A maioria vai mesmo é para festar e pouco torce. A atuação quase nunca empolgante do time de Dunga é outro ingrediente que ajuda a não animar muito. Quem gosta de futebol nem pisca. Quem não gosta, tenta fazer barulho para entrar no clima.
A mulherada se produz para ir a uma balada. Aproveitando o frio, botas, casacos e todos os acessórios possíveis. Elas não passavam despercebidas e faziam questão de mostrar que estavam presentes principalmente quando o meia/galã Kaká aparecia na tela. Os gritos eufóricos eram ofuscados apenas pelo barulho dos ônibus praticamente os únicos veículos que trafegavam no horário da partida.
A personal trainer Letícia Amadeo, de 23 anos, palmeirense, trazia a bandeira brasileira apenas na etiqueta da calça. Mas garantiu que estava lá para torcer. Até arriscou alguns nomes de jogadores do Brasil. ''Dunga, Kaká, Luís Fernando (Fabiano)'', disparou, antes de fazer a previsão: ''Vai ser 2 a 0 para o Brasil. Gols do Kaká e do Robinho''. Ela quase acertou o resultado, já que a partida acabou 2 a 1 para o time de Dunga, mas errou o nome dos artilheiros da tarde.

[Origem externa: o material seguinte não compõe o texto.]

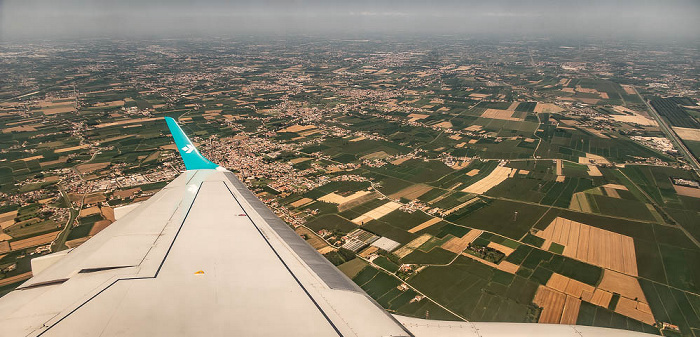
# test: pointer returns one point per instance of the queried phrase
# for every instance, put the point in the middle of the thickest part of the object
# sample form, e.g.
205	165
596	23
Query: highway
672	135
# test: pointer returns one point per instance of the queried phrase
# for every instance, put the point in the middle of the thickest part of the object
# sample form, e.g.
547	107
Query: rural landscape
451	179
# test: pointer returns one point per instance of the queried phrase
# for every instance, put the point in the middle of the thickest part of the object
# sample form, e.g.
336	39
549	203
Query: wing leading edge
204	256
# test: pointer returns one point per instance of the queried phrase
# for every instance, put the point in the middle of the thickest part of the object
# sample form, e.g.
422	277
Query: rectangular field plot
500	217
476	291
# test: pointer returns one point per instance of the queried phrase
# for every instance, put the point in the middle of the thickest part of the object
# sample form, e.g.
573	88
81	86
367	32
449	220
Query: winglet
189	153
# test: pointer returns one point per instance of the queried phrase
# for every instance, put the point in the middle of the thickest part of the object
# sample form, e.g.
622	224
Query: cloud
645	19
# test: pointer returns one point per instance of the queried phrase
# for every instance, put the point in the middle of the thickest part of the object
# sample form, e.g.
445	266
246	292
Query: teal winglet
189	153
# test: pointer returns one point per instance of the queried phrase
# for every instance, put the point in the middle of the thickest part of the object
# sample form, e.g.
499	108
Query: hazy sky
619	19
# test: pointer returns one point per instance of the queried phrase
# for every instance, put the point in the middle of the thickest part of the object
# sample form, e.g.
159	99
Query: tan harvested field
474	127
20	128
547	108
591	101
411	192
501	248
7	219
86	168
415	117
592	159
376	155
552	304
460	165
460	206
628	89
503	265
400	160
298	160
297	128
688	133
559	167
593	171
579	202
301	202
123	194
89	211
445	125
32	158
616	186
424	225
377	212
56	109
473	172
497	176
569	314
339	199
506	115
601	298
326	250
687	191
457	245
110	104
94	198
622	284
15	279
633	309
108	213
60	160
129	121
99	226
634	119
77	242
411	246
369	251
558	282
72	148
611	192
593	245
4	247
312	238
34	241
357	201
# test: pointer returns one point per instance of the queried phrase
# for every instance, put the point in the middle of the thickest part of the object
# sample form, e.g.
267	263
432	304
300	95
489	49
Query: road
671	135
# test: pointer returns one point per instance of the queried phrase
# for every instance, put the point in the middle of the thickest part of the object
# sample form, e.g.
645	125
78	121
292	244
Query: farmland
505	181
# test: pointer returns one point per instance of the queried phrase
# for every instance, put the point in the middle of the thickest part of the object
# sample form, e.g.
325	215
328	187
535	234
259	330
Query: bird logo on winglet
188	148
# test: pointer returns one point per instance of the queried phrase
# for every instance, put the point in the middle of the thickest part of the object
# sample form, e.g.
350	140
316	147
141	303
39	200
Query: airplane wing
204	256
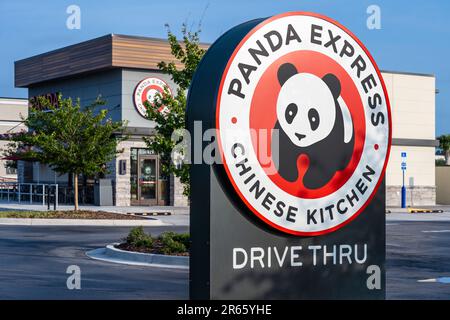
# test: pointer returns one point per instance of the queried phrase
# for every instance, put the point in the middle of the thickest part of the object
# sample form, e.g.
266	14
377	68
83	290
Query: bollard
403	197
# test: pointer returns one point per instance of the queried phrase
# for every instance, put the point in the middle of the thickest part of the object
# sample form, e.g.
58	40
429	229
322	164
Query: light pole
403	166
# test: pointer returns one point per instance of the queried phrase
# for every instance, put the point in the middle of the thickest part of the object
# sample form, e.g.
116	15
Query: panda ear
286	71
333	83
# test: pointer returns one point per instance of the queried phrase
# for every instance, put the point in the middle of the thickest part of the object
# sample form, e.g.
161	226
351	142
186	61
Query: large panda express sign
315	83
303	130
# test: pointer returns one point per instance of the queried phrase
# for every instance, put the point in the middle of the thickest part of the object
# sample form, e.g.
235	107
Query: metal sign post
403	166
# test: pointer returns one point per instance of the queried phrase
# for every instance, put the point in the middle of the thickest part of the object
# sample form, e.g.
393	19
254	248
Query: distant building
412	98
11	110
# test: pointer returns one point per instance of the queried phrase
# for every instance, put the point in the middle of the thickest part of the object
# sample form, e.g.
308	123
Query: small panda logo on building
146	91
304	124
312	120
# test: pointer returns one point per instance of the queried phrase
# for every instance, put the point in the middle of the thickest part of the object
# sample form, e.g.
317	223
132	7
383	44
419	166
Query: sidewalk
5	206
179	216
402	214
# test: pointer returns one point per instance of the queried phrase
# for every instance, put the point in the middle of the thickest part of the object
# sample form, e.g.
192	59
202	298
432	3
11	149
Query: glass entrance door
148	185
148	180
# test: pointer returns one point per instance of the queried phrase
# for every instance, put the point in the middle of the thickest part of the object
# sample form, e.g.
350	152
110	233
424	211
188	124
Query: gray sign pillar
234	255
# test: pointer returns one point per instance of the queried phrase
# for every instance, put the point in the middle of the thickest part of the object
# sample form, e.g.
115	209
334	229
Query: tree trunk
75	186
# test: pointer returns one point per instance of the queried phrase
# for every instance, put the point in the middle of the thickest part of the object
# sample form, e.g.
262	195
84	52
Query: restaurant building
123	71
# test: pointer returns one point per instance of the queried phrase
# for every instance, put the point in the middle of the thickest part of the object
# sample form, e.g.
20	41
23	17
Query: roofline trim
409	73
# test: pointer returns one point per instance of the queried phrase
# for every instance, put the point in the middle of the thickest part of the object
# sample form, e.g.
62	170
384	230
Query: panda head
306	105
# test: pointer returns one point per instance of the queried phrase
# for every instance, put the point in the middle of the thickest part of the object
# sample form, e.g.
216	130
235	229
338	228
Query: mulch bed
91	215
155	250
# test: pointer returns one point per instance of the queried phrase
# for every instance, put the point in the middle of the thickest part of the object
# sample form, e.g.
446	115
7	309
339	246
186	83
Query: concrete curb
114	255
81	222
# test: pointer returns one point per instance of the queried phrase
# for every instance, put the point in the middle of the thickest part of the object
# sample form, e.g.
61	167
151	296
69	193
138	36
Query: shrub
138	238
174	243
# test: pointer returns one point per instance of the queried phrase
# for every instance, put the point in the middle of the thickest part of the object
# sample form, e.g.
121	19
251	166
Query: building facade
110	67
12	111
118	67
412	98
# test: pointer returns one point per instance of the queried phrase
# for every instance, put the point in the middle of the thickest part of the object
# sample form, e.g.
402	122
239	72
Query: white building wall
412	99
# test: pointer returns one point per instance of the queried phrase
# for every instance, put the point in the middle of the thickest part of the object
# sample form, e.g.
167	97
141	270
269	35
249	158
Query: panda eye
314	119
291	112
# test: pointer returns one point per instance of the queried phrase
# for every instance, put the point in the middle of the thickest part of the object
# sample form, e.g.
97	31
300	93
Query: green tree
69	138
444	144
187	54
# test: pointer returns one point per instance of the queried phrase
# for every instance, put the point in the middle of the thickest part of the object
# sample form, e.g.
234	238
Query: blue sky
414	35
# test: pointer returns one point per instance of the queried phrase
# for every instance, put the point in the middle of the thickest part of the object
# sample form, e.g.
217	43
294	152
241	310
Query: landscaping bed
168	243
88	215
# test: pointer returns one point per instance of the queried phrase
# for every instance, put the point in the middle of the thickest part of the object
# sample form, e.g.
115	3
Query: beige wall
11	111
443	185
412	101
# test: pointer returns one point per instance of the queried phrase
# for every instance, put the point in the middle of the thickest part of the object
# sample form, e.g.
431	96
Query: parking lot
34	260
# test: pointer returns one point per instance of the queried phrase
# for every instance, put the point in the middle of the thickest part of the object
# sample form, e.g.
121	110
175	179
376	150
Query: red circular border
139	83
388	106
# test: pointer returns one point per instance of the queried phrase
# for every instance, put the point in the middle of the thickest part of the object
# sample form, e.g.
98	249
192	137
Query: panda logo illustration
312	120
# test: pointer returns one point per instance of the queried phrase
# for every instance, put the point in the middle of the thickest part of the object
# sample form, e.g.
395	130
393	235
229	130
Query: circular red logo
304	123
146	91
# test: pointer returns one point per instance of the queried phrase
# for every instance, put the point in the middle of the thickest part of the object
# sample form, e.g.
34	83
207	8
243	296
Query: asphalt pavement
417	251
34	259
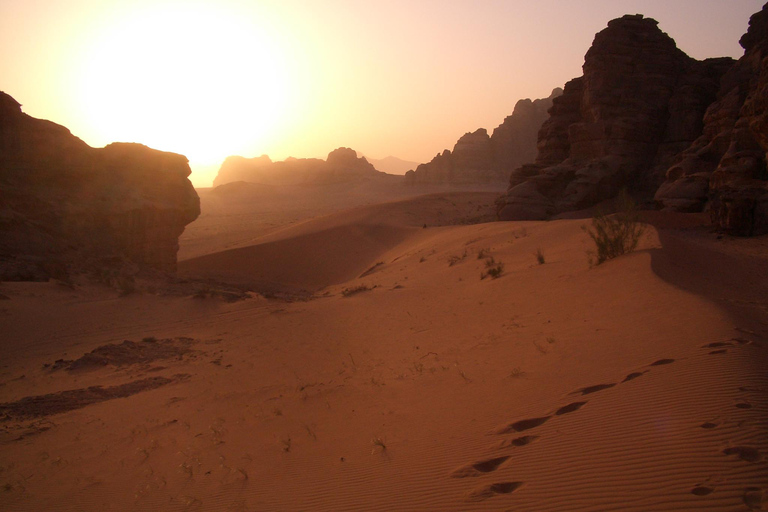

Quem tem que servir essa torcida toda se vira como pode para tentar ver alguns lances. Um olho na tevê outro na bandeija, sem deixar de servir os torcedores e sem deixar de espiar a atuação brasileira. ''Estou acostumado. É uma emoção grande e é um divertimento servir torcendo. Na hora de pegar o chopp, dou uma paradinha para olhar o jogo'', disse o garçom Júlio César da Silva, 25 anos.
No final, a vitória por 2 a 1, ainda que magra, encerrou a festa dos londrinenses com alegria. Afinal, é Copa e vitória gorda ou magra vale os mesmos três importantes pontos.